I've been trying to prove the following result:
Let $(R,\mathfrak{m})$ and $(S,\mathfrak{n})$ be (Noetherian) local rings, and let $\varphi:R\to S$ be a finite local homomorphism.
Then $\varphi(\mathfrak{m})S$ is $\mathfrak{n}$-primary.
by following the suggestion given in this comment on a similar question. However I seem to have ended up proving that it is equal to $\mathfrak{n}$ itself:
Since $\varphi$ is finite, we have that $S=\varphi(R)s_1+\cdots+\varphi(R)s_n$ for some $s_i\in S$.

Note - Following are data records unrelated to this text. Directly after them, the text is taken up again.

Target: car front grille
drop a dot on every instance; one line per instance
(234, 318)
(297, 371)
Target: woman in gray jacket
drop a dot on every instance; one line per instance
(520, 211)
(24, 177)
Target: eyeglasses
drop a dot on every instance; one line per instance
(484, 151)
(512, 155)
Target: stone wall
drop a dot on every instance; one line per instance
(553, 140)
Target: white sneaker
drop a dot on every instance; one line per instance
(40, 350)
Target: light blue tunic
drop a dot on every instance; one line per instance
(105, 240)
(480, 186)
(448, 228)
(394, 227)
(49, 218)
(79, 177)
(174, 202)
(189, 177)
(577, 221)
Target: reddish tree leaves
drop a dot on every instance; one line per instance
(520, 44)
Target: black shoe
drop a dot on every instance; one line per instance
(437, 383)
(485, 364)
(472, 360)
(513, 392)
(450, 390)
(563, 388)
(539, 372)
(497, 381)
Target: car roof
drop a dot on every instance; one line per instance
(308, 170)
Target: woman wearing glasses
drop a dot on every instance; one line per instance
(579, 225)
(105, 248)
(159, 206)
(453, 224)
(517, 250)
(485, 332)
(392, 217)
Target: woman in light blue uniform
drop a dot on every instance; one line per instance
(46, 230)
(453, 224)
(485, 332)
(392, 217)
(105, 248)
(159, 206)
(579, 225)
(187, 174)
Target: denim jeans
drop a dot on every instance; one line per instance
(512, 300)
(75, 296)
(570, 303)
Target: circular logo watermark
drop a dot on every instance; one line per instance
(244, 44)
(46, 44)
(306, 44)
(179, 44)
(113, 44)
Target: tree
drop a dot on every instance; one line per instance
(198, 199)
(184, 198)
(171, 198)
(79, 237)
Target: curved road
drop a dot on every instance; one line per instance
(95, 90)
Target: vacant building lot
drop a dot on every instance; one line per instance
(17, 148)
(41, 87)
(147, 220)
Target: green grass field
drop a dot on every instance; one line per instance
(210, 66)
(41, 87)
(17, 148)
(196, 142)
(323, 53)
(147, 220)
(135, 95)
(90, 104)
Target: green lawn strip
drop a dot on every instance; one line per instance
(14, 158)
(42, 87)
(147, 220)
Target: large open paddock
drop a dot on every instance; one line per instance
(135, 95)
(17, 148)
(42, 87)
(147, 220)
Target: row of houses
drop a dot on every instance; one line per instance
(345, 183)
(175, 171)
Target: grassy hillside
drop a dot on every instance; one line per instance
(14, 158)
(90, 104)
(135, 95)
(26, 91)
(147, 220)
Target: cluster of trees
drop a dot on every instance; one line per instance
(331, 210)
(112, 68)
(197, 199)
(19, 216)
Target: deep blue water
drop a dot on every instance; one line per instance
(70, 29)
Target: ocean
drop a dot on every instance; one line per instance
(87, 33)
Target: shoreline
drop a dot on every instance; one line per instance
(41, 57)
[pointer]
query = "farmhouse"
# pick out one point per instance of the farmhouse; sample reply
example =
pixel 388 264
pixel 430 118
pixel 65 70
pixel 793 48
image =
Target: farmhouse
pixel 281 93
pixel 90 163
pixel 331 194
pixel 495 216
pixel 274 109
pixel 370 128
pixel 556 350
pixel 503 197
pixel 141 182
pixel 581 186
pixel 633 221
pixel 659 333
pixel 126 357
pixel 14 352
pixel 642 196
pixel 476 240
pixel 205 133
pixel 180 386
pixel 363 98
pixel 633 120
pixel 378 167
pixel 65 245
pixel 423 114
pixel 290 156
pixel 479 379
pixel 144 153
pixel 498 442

Then we can define a surjection $\psi:\oplus_n R/\mathfrak{m}\twoheadrightarrow S/\varphi(\mathfrak{m})S$ given via $r_i+\mathfrak{m}\mapsto\varphi(r_i)s_i+\varphi(\mathfrak{m})S$, where $r_i$ is the $i$th coordinate of $r\in\oplus_nR/\mathfrak{m}$.
Then $S/\varphi(\mathfrak{m})S\cong(\oplus_nR/\mathfrak{m})/\ker(\psi)$. But ideals of $\oplus_n R/\mathfrak{m}$ are of the form $\oplus_m R/\mathfrak{m}$ for some $m\leq n$, replacing the other copies with $0$, so $S/\varphi(\mathfrak{m})S\cong\oplus_{n-m}(R/\mathfrak{m})$.
This will have $n-m$ maximal ideals, given by replacing one copy of $R/\mathfrak{m}$ with $0$. But $S/\varphi(\mathfrak{m})S$ is a local ring with maximal ideal $\mathfrak{n}/\varphi(\mathfrak{m})S$.
We can't have $S/\varphi(\mathfrak{m})S=0$ since then $S/\varphi(\mathfrak{m})S=S$, but $\varphi$ is local so $\varphi(\mathfrak{m})S\subseteq\mathfrak{n}$, which cannot contain $1$.
Then we must have $n-m=1$, so $S/\varphi(\mathfrak{m})S\cong R/\mathfrak{m}$. This is a field, so $\varphi(\mathfrak{m})S$ is maximal and therefore equal to $\mathfrak{n}$.
I may be missing something obvious, but I can't see where I have made a mistake here. I would much appreciate any help in finding it, and seeing how to conclude the proof correctly.
Update: As pointed out by Angina in the comments, my error is that the function $\psi$ I define is only a module, and not a ring, homomorphism.
I have left my incorrect attempt up if anybody wants to click to see it, but I would much appreciate if anyone has a reference for, or proof of, the result itself.